En el palacio de la Zarzuela también se vivieron este martes momentos de suspense. El gabinete de Felipe VI no tenía esta vez una fotografía clara de lo que iba a suceder en las audiencias del Rey con los líderes de los principales partidos. La sucesión de acontecimientos convirtió lo que solía ser una rutinaria ronda de contactos en la que se sabía de antemano qué iban a plantear los interlocutores en una jornada de incertidumbre. Hasta se especuló con la posibilidad de que el jefe del Estado no decidiera este martes si iba a designar un candidato a la investidura o ponía rumbo a las elecciones el 10 de noviembre.

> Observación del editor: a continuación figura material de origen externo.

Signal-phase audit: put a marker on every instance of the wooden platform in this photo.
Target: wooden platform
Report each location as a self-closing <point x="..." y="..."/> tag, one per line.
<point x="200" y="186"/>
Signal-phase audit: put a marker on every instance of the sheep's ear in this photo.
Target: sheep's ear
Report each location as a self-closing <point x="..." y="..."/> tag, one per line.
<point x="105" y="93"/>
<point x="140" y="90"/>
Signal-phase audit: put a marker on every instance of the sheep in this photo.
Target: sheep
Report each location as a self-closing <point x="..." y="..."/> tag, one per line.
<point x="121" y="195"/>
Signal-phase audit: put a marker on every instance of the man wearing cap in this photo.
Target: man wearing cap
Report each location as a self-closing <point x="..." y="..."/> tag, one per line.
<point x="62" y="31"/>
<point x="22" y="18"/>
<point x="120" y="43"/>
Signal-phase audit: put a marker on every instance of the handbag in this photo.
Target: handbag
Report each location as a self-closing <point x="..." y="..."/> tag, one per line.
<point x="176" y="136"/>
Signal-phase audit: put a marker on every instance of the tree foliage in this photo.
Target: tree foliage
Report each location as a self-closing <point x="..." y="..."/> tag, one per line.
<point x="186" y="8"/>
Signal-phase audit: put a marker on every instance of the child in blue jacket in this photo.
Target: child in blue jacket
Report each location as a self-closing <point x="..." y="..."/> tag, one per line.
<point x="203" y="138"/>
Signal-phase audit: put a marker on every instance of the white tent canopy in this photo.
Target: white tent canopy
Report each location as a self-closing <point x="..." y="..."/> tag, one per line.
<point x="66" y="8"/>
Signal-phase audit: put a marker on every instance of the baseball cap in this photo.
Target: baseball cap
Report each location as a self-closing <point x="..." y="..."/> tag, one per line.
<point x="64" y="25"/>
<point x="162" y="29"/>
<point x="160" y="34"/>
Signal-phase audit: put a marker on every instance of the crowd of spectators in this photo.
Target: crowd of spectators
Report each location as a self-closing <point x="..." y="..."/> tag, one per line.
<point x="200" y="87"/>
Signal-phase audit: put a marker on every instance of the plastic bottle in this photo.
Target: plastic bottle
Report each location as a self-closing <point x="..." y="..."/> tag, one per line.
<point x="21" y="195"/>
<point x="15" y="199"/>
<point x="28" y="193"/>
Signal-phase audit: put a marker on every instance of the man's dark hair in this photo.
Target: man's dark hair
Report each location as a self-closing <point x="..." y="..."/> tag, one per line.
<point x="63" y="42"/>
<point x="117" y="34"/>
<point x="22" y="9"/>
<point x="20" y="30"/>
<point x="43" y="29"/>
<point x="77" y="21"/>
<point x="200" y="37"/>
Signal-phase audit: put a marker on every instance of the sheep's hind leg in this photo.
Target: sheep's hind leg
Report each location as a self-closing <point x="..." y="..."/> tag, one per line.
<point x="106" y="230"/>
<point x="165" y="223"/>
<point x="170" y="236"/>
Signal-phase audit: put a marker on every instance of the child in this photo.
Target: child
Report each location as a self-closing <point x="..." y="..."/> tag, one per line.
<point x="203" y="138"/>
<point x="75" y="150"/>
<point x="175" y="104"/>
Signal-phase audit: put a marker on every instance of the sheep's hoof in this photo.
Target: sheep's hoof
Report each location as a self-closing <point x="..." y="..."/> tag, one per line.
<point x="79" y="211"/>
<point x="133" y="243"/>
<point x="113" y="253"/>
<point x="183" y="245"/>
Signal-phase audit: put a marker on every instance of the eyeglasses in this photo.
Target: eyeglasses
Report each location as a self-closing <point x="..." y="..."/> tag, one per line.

No es la primera vez que los contactos previos a la investidura se convierten en un momento delicado para el Rey. Los antecedentes hacían presagiar que la ronda podría desbordar los cauces previstos. El cruce de cartas en las horas previas entre Pedro Sánchez y Albert Rivera abrió unas expectativas con las que nadie contaba. En la Zarzuela, además, se aguardaba con incomodidad la cita con Pablo Iglesias. El líder de Podemos había anunciado el pasado viernes que pediría la mediación de Felipe VI para que hiciera ver a Pedro Sánchez que es la hora de los gobiernos de coalición y no de los monocolores. Pero todo transcurrió con normalidad. El Rey, dijo Iglesias a la salida, es «una figura neutral». No ha sido el único en confundir el papel de arbitraje del Monarca que establece la Constitución. Hace tres años, fue el líder de Ciudadanos, Albert Rivera, el que anunció que pensaba solicitar a Felipe VI que «nos ayude y convenza a (Pedro) Sánchez de que tendrá que abstenerse». Eran los tiempos en que el líder del PSOE estaba enrocado en el 'no' a la investidura de Mariano Rajoy.

«El Rey escucha, no media»

Como explica el catedrático de Derecho Constitucional, Javier Pérez Royo: «El Rey no habla. El Rey escucha. No es un mediador» para propiciar soluciones políticas. Atrás quedaron los tiempos del 'borboneo' de Alfonso XIII, bisabuelo de Felipe VI, con sus veleidades antidemocráticas en los años veinte y treinta del siglo pasado; o de su abuelo, don Juan con Franco; y casi hasta de don Juan Carlos hasta que la Constitución restringió sus márgenes de actuación.

Eso se acabó, y el Rey, según los interlocutores que pasaron antes de ayer y ayer por la Zarzuela, se ha limitado a atender sin hacer comentarios políticos en ningún sentido. Felipe VI, además, se ha convertido en un experto en estas lides. Solo lleva cinco años al frente de la Corona, y ya ha protagonizado siete rondas de contactos previos a la investidura. Su padre, en 39 años de reinado, celebró apenas diez.

Con la diferencia nada despreciable de que las de don Juan Carlos fueron protocolarias porque las investiduras estaban aseguradas, ya fuera por mayorías absolutas o porque el candidato gozaba de un amplio respaldo parlamentario. Nada que ver con los tortuosos procesos vividos con Sánchez en dos ocasiones y con Mariano Rajoy en 2016 por la incapacidad de las fuerzas políticas en pactar un candidato o ponerse de acuerdo en torno a un programa.

Pero no habrá séptima sin octava. Aunque el Rey exteriorizó el pasado 4 agosto en Palma de Mallorca que «lo mejor» sería «encontrar una solución (al bloque político) antes de ir a elecciones». Aunque a renglón seguido y muy en su papel institucional, apuntó que si no es así también «hay una solución dentro de los cauces constitucionales». Léase elecciones y nueva investidura.